Normativa italiana secondo cui possono essere designati come responsabili di un centro di trasfusione sanguigna solo i titolari di una laurea in Medicina e Chirurgia…
Questa domanda pregiudiziale è stata presentata dalla Corte di Cassazione quale giurisdizione di ultima istanza in una controversia tra l’Ordine Nazionale Biologi e tre laureati in Biologia, da un lato, e la Presidenza del Consiglio dei Ministri, dall’altro, sulla compatibilità con il diritto dell’Unione della normativa italiana in base alla quale possono essere designati come responsabili di un centro di trasfusione sanguigna solo i titolari di una laurea in Medicina e Chirurgia e non, invece, i laureati in Biologia.
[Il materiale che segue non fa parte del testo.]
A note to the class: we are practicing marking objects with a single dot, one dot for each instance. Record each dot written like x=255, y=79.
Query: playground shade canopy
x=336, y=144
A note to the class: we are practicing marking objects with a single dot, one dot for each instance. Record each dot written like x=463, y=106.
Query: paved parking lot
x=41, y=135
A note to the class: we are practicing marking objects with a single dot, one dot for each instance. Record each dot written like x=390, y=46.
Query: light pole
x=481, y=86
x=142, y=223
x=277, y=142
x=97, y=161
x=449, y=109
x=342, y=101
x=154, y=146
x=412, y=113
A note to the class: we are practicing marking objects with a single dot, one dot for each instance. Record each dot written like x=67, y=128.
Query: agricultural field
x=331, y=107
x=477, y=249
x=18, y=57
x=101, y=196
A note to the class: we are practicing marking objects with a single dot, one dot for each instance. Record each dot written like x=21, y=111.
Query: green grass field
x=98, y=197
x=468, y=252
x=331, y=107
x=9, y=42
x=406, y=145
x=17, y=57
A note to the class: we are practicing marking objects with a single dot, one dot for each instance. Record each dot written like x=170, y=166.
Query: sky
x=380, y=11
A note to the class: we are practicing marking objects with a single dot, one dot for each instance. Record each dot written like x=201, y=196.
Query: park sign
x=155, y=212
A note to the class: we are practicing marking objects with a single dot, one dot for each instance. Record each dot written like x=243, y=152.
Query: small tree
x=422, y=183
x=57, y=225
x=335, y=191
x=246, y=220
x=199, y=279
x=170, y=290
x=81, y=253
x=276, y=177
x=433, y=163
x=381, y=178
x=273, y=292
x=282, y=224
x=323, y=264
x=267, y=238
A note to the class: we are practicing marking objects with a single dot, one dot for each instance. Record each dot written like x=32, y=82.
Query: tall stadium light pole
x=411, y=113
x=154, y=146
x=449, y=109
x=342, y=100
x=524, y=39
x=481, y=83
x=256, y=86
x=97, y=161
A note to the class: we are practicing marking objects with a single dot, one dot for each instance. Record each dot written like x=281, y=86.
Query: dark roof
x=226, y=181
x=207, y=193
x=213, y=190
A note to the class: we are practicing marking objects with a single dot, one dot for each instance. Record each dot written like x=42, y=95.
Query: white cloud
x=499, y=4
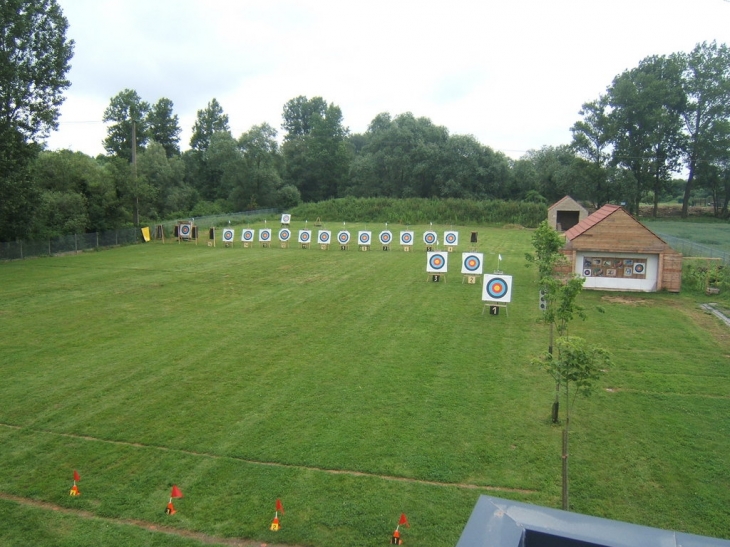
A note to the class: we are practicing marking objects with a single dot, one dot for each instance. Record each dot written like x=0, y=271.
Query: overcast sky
x=513, y=73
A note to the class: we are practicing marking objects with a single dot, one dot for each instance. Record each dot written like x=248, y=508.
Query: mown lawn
x=344, y=384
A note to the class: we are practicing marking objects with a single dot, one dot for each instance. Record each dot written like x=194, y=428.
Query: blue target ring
x=472, y=263
x=437, y=262
x=497, y=288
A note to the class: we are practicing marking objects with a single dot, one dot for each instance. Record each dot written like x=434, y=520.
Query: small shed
x=565, y=214
x=614, y=251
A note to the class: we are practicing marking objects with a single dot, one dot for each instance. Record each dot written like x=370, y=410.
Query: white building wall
x=649, y=284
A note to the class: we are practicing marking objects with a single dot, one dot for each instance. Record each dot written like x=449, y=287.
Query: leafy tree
x=577, y=365
x=164, y=126
x=127, y=113
x=706, y=84
x=646, y=125
x=34, y=61
x=210, y=120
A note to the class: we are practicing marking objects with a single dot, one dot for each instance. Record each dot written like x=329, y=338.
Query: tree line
x=629, y=146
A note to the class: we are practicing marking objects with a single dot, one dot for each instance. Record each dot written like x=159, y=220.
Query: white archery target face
x=451, y=238
x=497, y=288
x=472, y=263
x=437, y=262
x=406, y=238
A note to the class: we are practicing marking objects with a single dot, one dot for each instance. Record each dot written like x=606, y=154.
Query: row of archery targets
x=496, y=287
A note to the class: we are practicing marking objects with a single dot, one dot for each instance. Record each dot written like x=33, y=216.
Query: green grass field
x=344, y=384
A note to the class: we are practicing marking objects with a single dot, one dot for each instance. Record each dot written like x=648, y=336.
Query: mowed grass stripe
x=351, y=361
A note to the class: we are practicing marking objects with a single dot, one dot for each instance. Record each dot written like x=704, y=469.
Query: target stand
x=494, y=308
x=159, y=233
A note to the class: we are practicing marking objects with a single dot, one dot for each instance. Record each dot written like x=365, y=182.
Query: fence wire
x=15, y=250
x=690, y=248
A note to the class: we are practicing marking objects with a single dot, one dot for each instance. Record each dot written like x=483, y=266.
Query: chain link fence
x=690, y=248
x=15, y=250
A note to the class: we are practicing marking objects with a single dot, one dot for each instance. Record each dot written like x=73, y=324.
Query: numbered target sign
x=451, y=238
x=471, y=263
x=324, y=237
x=437, y=262
x=497, y=288
x=305, y=236
x=343, y=237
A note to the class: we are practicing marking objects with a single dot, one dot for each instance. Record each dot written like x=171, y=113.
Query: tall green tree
x=34, y=60
x=706, y=84
x=646, y=124
x=164, y=126
x=127, y=114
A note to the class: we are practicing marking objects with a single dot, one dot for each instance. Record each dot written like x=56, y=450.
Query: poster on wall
x=619, y=268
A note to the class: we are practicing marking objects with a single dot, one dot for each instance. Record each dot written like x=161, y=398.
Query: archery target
x=324, y=237
x=451, y=238
x=343, y=237
x=497, y=288
x=437, y=262
x=471, y=263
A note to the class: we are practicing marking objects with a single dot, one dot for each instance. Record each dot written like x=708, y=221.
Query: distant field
x=712, y=234
x=344, y=384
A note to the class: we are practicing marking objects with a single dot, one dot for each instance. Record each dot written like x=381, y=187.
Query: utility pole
x=134, y=173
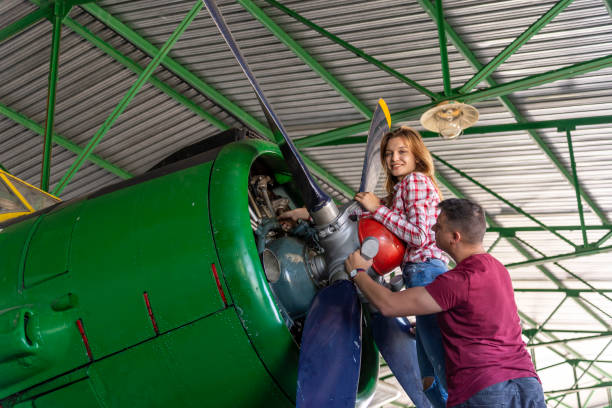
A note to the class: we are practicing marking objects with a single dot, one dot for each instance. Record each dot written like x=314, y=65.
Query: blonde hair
x=423, y=160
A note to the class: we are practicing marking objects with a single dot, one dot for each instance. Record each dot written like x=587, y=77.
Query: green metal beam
x=25, y=22
x=569, y=349
x=58, y=15
x=358, y=52
x=560, y=124
x=263, y=18
x=511, y=48
x=537, y=80
x=62, y=141
x=134, y=67
x=545, y=271
x=492, y=92
x=142, y=79
x=570, y=340
x=571, y=292
x=475, y=63
x=511, y=230
x=604, y=239
x=547, y=259
x=576, y=185
x=499, y=197
x=443, y=51
x=541, y=326
x=180, y=71
x=190, y=78
x=363, y=126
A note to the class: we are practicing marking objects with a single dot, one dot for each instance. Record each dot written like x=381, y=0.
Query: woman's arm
x=413, y=207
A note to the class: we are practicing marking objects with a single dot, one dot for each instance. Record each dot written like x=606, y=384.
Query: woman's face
x=399, y=158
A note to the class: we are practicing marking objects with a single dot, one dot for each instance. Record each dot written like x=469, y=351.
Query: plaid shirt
x=412, y=214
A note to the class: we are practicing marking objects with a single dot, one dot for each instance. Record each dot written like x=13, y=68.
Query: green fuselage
x=149, y=293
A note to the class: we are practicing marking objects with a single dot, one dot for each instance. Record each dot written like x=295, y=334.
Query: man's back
x=480, y=327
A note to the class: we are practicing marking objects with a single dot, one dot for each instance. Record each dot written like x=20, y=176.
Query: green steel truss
x=540, y=336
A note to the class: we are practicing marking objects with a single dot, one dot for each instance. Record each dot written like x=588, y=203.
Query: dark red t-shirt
x=480, y=327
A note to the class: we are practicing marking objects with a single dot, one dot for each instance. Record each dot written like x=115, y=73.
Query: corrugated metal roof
x=398, y=33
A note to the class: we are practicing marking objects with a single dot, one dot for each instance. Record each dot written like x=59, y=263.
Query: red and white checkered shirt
x=411, y=217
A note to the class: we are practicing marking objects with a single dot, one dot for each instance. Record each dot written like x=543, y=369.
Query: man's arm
x=412, y=301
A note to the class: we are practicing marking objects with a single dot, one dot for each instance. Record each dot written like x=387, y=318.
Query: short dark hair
x=467, y=216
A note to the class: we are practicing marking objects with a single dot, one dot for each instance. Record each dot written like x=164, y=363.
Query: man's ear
x=456, y=237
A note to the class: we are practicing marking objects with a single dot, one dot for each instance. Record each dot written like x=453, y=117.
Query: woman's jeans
x=430, y=351
x=517, y=393
x=398, y=347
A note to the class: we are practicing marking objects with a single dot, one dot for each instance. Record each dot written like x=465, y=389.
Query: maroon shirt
x=480, y=327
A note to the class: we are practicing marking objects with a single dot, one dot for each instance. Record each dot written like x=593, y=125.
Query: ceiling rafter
x=142, y=79
x=471, y=58
x=298, y=50
x=358, y=52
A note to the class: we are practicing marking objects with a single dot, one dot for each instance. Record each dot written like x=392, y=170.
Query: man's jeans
x=518, y=393
x=430, y=351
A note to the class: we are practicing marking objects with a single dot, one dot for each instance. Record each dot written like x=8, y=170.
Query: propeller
x=330, y=354
x=381, y=124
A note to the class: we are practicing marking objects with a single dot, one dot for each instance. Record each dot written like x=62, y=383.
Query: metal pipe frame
x=58, y=15
x=443, y=51
x=514, y=46
x=25, y=22
x=546, y=272
x=63, y=142
x=142, y=79
x=358, y=52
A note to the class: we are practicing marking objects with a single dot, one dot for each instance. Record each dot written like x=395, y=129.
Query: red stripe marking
x=219, y=288
x=146, y=296
x=84, y=337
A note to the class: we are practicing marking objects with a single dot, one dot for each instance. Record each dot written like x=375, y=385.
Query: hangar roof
x=540, y=74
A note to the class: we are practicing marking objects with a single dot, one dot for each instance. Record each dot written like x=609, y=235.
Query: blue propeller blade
x=381, y=121
x=330, y=355
x=313, y=196
x=398, y=348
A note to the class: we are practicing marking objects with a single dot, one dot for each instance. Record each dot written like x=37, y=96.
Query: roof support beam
x=576, y=185
x=134, y=67
x=443, y=51
x=180, y=71
x=58, y=14
x=62, y=141
x=547, y=259
x=514, y=46
x=545, y=271
x=574, y=339
x=511, y=230
x=192, y=79
x=499, y=197
x=537, y=80
x=305, y=56
x=25, y=22
x=561, y=125
x=570, y=292
x=473, y=61
x=358, y=52
x=492, y=92
x=142, y=79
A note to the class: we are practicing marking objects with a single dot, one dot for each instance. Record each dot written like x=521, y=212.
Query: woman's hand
x=368, y=200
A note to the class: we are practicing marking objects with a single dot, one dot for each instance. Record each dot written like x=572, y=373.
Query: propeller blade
x=330, y=354
x=314, y=197
x=381, y=123
x=398, y=348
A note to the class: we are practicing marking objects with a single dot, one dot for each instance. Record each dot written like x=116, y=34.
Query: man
x=486, y=359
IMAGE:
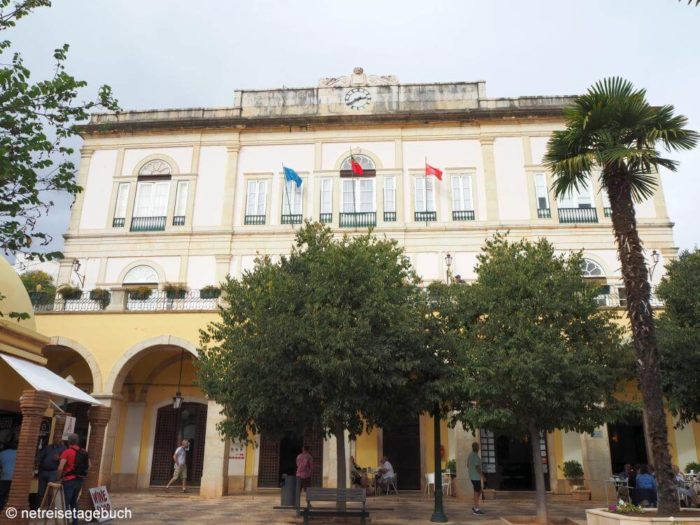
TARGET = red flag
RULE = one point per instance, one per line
(429, 170)
(355, 166)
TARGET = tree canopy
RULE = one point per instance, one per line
(541, 354)
(37, 121)
(679, 335)
(324, 338)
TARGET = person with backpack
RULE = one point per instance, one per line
(72, 470)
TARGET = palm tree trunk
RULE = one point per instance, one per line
(638, 289)
(540, 489)
(341, 461)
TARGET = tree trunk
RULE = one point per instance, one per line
(539, 474)
(638, 289)
(341, 461)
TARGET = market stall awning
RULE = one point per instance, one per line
(45, 380)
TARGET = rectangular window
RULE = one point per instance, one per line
(326, 196)
(152, 199)
(256, 201)
(462, 193)
(291, 200)
(389, 195)
(122, 201)
(358, 195)
(541, 193)
(425, 194)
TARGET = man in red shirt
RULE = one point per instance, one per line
(72, 482)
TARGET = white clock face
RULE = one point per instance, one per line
(357, 98)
Con l’odierna sentenza, la Corte di giustizia stabilisce che il diritto dell’Unione, e in particolare la direttiva 2002/98 sulla raccolta del sangue umano[1], non osta, in linea di principio, a che una normativa nazionale preveda il possesso di una laurea in Medicina e Chirurgia come requisito indispensabile per divenire responsabile di un centro di trasfusione sanguigna. Certo, la legislazione nazionale deve rispettare il diritto dell’Unione e quindi, innanzitutto, essere adeguata al raggiungimento degli obiettivi posti dalla direttiva, proporzionata agli interessi in gioco e non discriminatoria (ciò che spetta al giudice nazionale di verificare).
La Corte constata, innanzitutto, che, in base al tenore letterale della direttiva, anche i laureati in Biologia potrebbero assumere la responsabilità di un centro trasfusionale.
La Corte osserva, tuttavia, che gli Stati membri, al fine di tutelare la salute, possono adottare normative più rigorose rispetto agli standard indicati nella direttiva. Orbene, quella di cui trattasi è, appunto, una normativa nazionale più rigorosa che, peraltro, non appare inadeguata rispetto all’obbiettivo di protezione della salute.
La Corte rileva, infine, che le qualificazioni previste nella direttiva mirano ad assicurare che il responsabile di un centro trasfusionale abbia le competenze teoriche e pratiche sufficienti ad esercitare le funzioni affidategli. A questo proposito, la Corte sottolinea che, secondo il governo italiano, in Italia, i centri trasfusionali costituiscono dei servizi integrati al sistema sanitario nazionale a cui sono anche attribuiti compiti diagnostici e compiti di natura strettamente medica. Ciò – se sarà accertato dal giudice rimettente – costituirebbe un argomento a favore della natura proporzionata e non discriminatoria della scelta legislativa di cui si discute.
[1] Direttiva 2002/98/CE del Parlamento europeo e del Consiglio, del 27 gennaio 2003, che stabilisce norme di qualità e di sicurezza per la raccolta, il controllo, la lavorazione, la conservazione e la distribuzione del sangue umano e dei suoi componenti e che modifica la direttiva 2001/83/CE (Gazzetta ufficiale n. L 033 del 08/02/2003 pag. 0030 – 0040).